Verses 10-22 The miserable condition of the wicked man in this world is fully set forth. The lusts of the flesh are here called the sins of his youth. His hiding it and keeping it under his tongue, denotes concealment of his beloved lust, and delight therein. But He who knows what is in the heart, knows what is under the tongue, and will discover it. The love of the world, and of the wealth of it, also is wickedness, and man sets his heart upon these. Also violence and injustice, these sins bring God's judgments upon nations and families. Observe the punishment of the wicked man for these things. Sin is turned into gall, than which nothing is more bitter; it will prove to him poison; so will all unlawful gains be. In his fulness he shall be in straits, through the anxieties of his own mind.
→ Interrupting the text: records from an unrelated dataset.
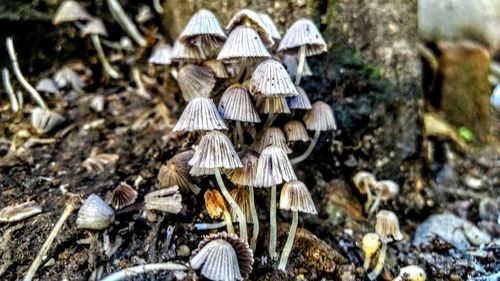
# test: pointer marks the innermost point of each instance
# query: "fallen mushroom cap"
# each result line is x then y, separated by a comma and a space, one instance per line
303, 33
296, 197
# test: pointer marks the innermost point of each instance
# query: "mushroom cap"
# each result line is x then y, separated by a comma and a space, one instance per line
296, 197
215, 151
200, 114
176, 172
94, 214
95, 26
272, 136
205, 26
243, 42
251, 19
273, 167
271, 79
320, 118
303, 32
236, 104
300, 101
296, 131
245, 176
195, 81
387, 226
220, 262
70, 11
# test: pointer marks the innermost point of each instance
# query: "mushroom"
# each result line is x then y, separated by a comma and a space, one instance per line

To be led by the sanctifying grace of God to restore what was unjustly gotten, as Zaccheus was, is a great mercy. But to be forced to restore by the horrors of a despairing conscience, as Judas was, has no benefit and comfort attending it.

Verses 23-29 Zophar, having described the vexations which attend wicked practices, shows their ruin from God's wrath. There is no fence against this, but in Christ, who is the only Covert from the storm and tempest, ( Isaiah 32:2 ) . Zophar concludes, "This is the portion of a wicked man from God;" it is allotted him. Never was any doctrine better explained, or worse applied, than this by Zophar, who intended to prove Job a hypocrite. Let us receive the good explanation, and make a better application, for warning to ourselves, to stand in awe and sin not. One view of Jesus, directed by the Holy Spirit, and by him suitably impressed upon our souls, will quell a thousand carnal reasonings about the suffering of the faithful.

Footnotes 2

Chapter Summary

INTRODUCTION TO JOB 20

Zophar and his friends, not satisfied with Job's confession of faith, he in his turn replies, and in his preface gives his reasons why he made any answer at all, and was so quick in it, Job 20:1-3; and appeals to Job for the truth of an old established maxim, that the prosperity of wicked men and hypocrites is very short lived, Job 20:4,5; and the short enjoyment of their happiness is described by several elegant figures and similes, Job 20:6-9; such a wicked man being obliged, in his lifetime, to restore his ill gotten goods, and at death to lie down with the sins of his youth, Job 20:10,11; his sin in getting riches, the disquietude of his mind in retaining them, and his being forced to make restitution, are very beautifully expressed by the simile of a sweet morsel kept in the mouth, and turned to the gall of asps in the bowels, and then vomited up, Job 20:12-16; the disappointment he shall have, the indigent and strait circumstances he shall be brought into, and the restitution he shall be obliged to make for the oppression of the poor, and the uneasiness he shall feel in his own breast, are set forth in a very strong light, Job 20:17-22; and it is suggested, that not only the hand of wicked men should be upon him, but the wrath of God also, which should seize on him suddenly and secretly, and would be inevitable, he not being able to make his escape from it, and which would issue in the utter destruction of him and his in this world, and that to come, Job 20:23-28. And the chapter is, concluded with this observation, that such as before described is the appointed portion and heritage of a wicked man from God, Job 20:29.